Istruzione
DSA. Provincia di Fermo: l'incontro tra le insegnanti sui casi a rischio di disturbo specifico di apprendimento

Le insegnanti di 61 classi prime della scuola primaria della Provincia si sono incontrate lo scorso 29 maggio presso la sala del Consiglio Provinciale di Fermo per discutere sui risultati dello screening per l’individuazione precoce dei casi a rischio di disturbo specifico di apprendimento (DSA), in applicazione dell’art. 7 comma 1 della Legge 8 ottobre 2010 n.170.

DSA. Provincia di Fermo: l'incontro tra le insegnanti sui casi a rischio di disturbo specifico di apprendimento

Il Progetto, promosso da diversi anni dall’Osservatorio Permanente sui DSA, si articola in diverse fasi: formazione, prove di screening (a gennaio e a maggio), percorso di potenziamento metafonologico e confronto sui risultati.

L’Osservatorio Permanente sui DSA, nato nel 2016, ha sede a Fermo presso il Servizio Pubblica Istruzione della Provincia di Fermo ed è costituito, oltre che dall’Ente provinciale, che lo coordina, dall’ASUR Marche – Area Vasta IV,  dall’Ufficio Scolastico regionale – Ufficio IV, dall’Ambito Sociale Territoriale XIX, dall’Ambito Sociale Territoriale XX , dall’Ambito Sociale Territoriale XXIV, dal Centro Territoriale per l’Integrazione Scolastica (CTI) attivo presso l’IPSIA “O. Ricci”, dal Centro Territoriale per l’Integrazione Scolastica (CTI) attivo presso l’ISC dei Sibillini e dall’Associazione Italiana Dislessia - Sez. di Fermo.

"Con lo screening precoce sui DSA - riferisce Stefano Pompozzi, Vicepresidente della Provincia di Fermo - sono stati raggiunti oltre 1000 bambini di 12 Istituti scolastici del territorio provinciale, in modo da poter disporre degli elementi di conoscenza della nostra realtà."

"Tengo a precisare - prosegue il Vice Presidente Stefano Pompozzi delegato all’Istruzione - che lo screening effettuato non ha lo scopo di rilasciare certificazioni bensì di conoscere soggetti potenzialmente a rischio."

La dott.ssa Simona Tosoni, logopedista dell’Asur Marche - Area Vasta n. 4, evidenzia che i risultati finali ottenuti allo screening sono in linea con i dati nazionali (3% degli studenti).
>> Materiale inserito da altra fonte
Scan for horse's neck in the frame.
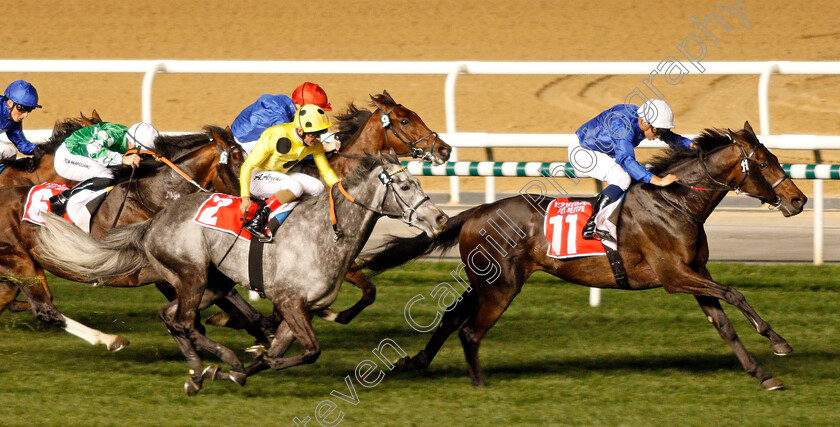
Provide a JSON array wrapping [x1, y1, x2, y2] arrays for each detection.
[[137, 147, 217, 211], [330, 121, 385, 176]]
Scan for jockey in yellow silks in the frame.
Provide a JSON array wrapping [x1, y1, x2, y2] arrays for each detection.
[[239, 104, 338, 242]]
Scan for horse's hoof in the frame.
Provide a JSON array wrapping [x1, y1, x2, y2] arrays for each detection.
[[201, 365, 219, 381], [204, 313, 230, 326], [245, 344, 268, 360], [108, 336, 129, 353], [770, 341, 793, 356], [184, 378, 201, 396], [761, 377, 785, 390]]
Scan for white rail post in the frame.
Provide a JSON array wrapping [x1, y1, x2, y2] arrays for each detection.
[[443, 63, 467, 204], [141, 61, 166, 123], [814, 179, 825, 265]]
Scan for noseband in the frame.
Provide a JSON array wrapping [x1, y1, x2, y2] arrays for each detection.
[[376, 104, 438, 162], [330, 166, 429, 242]]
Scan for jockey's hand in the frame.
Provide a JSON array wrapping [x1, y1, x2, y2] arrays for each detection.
[[650, 173, 680, 187], [123, 153, 140, 168], [239, 197, 251, 219]]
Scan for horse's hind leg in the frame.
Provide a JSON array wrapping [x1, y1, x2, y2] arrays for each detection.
[[262, 299, 321, 370], [325, 263, 376, 325], [694, 295, 784, 390], [691, 268, 793, 356], [0, 282, 22, 313], [396, 290, 476, 372]]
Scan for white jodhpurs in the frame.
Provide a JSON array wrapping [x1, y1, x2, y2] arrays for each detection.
[[53, 144, 114, 182], [569, 141, 633, 190]]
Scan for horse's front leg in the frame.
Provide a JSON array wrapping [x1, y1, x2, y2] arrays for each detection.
[[318, 262, 376, 325], [256, 299, 321, 372]]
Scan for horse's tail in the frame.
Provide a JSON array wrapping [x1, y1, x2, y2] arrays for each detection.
[[356, 206, 479, 273], [37, 213, 149, 283]]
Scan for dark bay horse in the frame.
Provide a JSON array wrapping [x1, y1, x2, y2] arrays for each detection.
[[364, 123, 807, 390], [0, 127, 244, 351], [0, 110, 102, 187], [38, 154, 447, 395]]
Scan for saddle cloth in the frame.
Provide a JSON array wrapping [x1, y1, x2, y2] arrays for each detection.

Rileva, inoltre, che il 14 % dei bambini italiani e il 40 % dei bambini stranieri sono risultati a rischio nella prima prova somministrata a Gennaio e che dei primi il 74% e dei secondi il 57% non risultano più a rischio nella prova di re-test somministrata a fine Maggio.

La prof.ssa Lucia Iacopini, Presidente dell’AID sez. di Fermo, ha ringraziato i componenti dell’Osservatorio che da anni collaborano su obiettivi comuni volti alla tutela delle persone con DSA, bambini e famiglie, rimarcando come grandi obiettivi si raggiungono solo con la collaborazione e l’impegno comuni.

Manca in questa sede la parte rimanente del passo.